Remembering that the premise is a microscopic form of the story itself, Egri suggests we formulate our premise and start our story at a crisis point, which will be the turning point in our main character’s life.
In Ghosts, by Ibsen, for example, the basic idea is heredity. The play grew out of a Biblical quotation, which is the premise: “The sins of the fathers are visited on the children.” Every action, every bit of dialogue, every conflict in the play, arises out of this premise.
Egri states that the correct way to start a story is to involve your main character in conflict. Conflict not only drives the story forward, but it is the quickest way of revealing character in the shortest time.
Forcing opposing characters together is the best way of establishing conflict. Opposing characters should be militant, passionate, and active about their positions. Egri calls this process orchestration.
Optimist vs. pessimist
Miser vs. spendthrift
Honest vs. dishonest
Loyal vs. disloyal
Believer vs. non-believer
Agapi vs. Erotas
Militantly opposing characters make conflict inevitable. Two perfectly orchestrated characters will oppose, or, perhaps, even destroy each, other depending on circumstances, turning your story into a page turner.
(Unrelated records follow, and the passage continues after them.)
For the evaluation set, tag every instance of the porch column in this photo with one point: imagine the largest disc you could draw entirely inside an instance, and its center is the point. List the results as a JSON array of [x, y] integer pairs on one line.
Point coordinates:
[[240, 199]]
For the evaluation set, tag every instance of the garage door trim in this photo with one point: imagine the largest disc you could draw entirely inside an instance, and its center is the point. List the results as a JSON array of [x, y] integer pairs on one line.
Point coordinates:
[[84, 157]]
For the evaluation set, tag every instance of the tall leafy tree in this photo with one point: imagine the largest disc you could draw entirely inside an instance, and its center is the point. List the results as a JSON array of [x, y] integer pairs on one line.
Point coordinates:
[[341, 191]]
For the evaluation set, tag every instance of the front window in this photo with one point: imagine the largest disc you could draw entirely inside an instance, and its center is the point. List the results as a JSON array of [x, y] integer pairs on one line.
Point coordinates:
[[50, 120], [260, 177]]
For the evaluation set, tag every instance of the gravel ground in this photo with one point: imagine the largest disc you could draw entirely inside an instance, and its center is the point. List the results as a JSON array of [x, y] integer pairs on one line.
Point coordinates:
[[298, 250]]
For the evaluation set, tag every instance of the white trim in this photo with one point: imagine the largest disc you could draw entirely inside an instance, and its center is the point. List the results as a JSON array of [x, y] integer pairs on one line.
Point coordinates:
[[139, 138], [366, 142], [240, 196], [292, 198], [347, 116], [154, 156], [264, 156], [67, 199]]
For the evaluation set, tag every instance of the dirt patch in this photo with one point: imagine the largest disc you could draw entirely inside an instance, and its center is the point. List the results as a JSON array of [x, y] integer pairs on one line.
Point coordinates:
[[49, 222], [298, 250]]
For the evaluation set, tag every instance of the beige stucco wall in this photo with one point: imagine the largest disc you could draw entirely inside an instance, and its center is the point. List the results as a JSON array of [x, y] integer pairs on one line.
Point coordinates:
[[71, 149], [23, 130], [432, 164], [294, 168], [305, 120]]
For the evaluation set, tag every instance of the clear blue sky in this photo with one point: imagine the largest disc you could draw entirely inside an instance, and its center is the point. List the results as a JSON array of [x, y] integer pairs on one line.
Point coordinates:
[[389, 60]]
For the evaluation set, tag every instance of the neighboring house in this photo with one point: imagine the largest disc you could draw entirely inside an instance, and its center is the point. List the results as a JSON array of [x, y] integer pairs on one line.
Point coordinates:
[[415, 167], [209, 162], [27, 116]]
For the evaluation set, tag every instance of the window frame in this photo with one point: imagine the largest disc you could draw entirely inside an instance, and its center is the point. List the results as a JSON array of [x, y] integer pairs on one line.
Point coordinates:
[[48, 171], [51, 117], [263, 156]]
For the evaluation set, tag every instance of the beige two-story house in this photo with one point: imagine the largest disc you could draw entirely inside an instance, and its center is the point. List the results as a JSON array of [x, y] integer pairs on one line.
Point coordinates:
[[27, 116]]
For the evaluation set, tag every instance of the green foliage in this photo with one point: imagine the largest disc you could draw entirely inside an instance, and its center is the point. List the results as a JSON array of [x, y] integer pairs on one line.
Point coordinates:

Although opposing characters form the foundation of any good story, you should, before you start, determine why one simply cannot walk out on the other, while the conflict rages. Determine the precise nature of the unbreakable bond that keeps them together until the climax: is it revenge, hate, jealousy, pain?
Lastly, remembering that the premise is a microscopic form of the story itself, you should formulate your premise at a crisis point, which will be the turning point in your main character’s life.
Pit two actively opposing types of characters against one another—characters that are forced together in an unbreakable union, and as they struggle to break their bonds, they will spontaneously generate rising conflict and create the story in the process.